Preserving Blu-ray quality for Plex requires extracting the original video and audio without transcoding. Here are the essential tips:
Essential Software & Preparation
Use MakeMKV: This is the standard tool. It decrypts and extracts streams losslessly.
- Rip the "main title" containing the movie's primary video track.
- Select desired audio tracks (e.g., lossless TrueHD Atmos/DTS:X, core DTS-HD MA/Dolby TrueHD) and subtitle streams.
- Output to the MKV container; it perfectly encapsulates Blu-ray's HD/UHD video and high-bitrate audio.
Obtain a Compatible Drive:

- Ensure your Blu-ray drive supports UHD (if ripping 4K) and has compatible firmware.
- Many external drives work; research known compatible models.
Ripping Process
Bit-for-Bit Extraction:
- MakeMKV performs a direct, lossless rip. The video (H.264/AVC for HD, HEVC/H.265 for UHD) and lossless audio are copied unchanged.
- This preserves the original quality precisely as on the disc.
Post-Rip Validation
Verify Checksum:
- Optionally use checksum tools post-rip to confirm file integrity matches the disc source.
Plex Library Management
Storage & Naming:
- Ensure sufficient storage space (HDDs/SSDs/NAS). Rips are large (25-100+ GB).
- Name files clearly using Plex naming conventions (e.g., `/Movies/Movie Name (Year)/Movie Name (Year).mkv`).
Playback:
- Direct Play is ideal. Your server, network, and client must support the source codecs and bitrates.

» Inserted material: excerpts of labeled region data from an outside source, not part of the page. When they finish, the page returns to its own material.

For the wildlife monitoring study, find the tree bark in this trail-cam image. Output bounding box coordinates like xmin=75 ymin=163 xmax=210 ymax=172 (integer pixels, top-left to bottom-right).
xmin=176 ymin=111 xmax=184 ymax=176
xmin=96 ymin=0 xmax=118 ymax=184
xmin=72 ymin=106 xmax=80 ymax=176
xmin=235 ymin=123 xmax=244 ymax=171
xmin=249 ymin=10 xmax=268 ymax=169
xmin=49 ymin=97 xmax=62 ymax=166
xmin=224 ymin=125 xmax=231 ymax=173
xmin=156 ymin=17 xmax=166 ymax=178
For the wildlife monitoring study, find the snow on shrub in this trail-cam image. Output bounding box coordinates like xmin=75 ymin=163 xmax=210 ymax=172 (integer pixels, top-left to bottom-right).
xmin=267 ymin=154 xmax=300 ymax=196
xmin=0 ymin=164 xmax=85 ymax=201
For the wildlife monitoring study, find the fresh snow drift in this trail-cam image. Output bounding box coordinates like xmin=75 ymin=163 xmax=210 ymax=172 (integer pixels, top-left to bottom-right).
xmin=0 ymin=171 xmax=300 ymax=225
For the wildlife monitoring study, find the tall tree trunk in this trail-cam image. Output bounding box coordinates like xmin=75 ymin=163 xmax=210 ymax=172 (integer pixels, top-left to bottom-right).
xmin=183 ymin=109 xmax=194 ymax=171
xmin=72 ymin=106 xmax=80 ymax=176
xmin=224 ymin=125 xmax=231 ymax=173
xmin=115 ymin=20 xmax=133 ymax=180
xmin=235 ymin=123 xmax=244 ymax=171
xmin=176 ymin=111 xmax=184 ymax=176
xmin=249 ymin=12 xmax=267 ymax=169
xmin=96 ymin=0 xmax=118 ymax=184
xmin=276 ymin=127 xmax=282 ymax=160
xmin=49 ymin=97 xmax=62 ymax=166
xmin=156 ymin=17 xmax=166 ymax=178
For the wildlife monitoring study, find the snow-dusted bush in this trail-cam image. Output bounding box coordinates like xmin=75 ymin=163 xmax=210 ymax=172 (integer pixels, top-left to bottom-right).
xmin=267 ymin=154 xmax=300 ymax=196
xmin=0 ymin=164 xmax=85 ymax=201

- Avoid having Plex transcode these large files unless necessary; it degrades quality or increases server load.
Key Takeaways
No Compression: Never transcode or re-encode during the ripping process for Plex. Use MakeMKV to extract the original streams losslessly to MKV files. Ensure your playback chain supports Direct Play of high-bitrate content.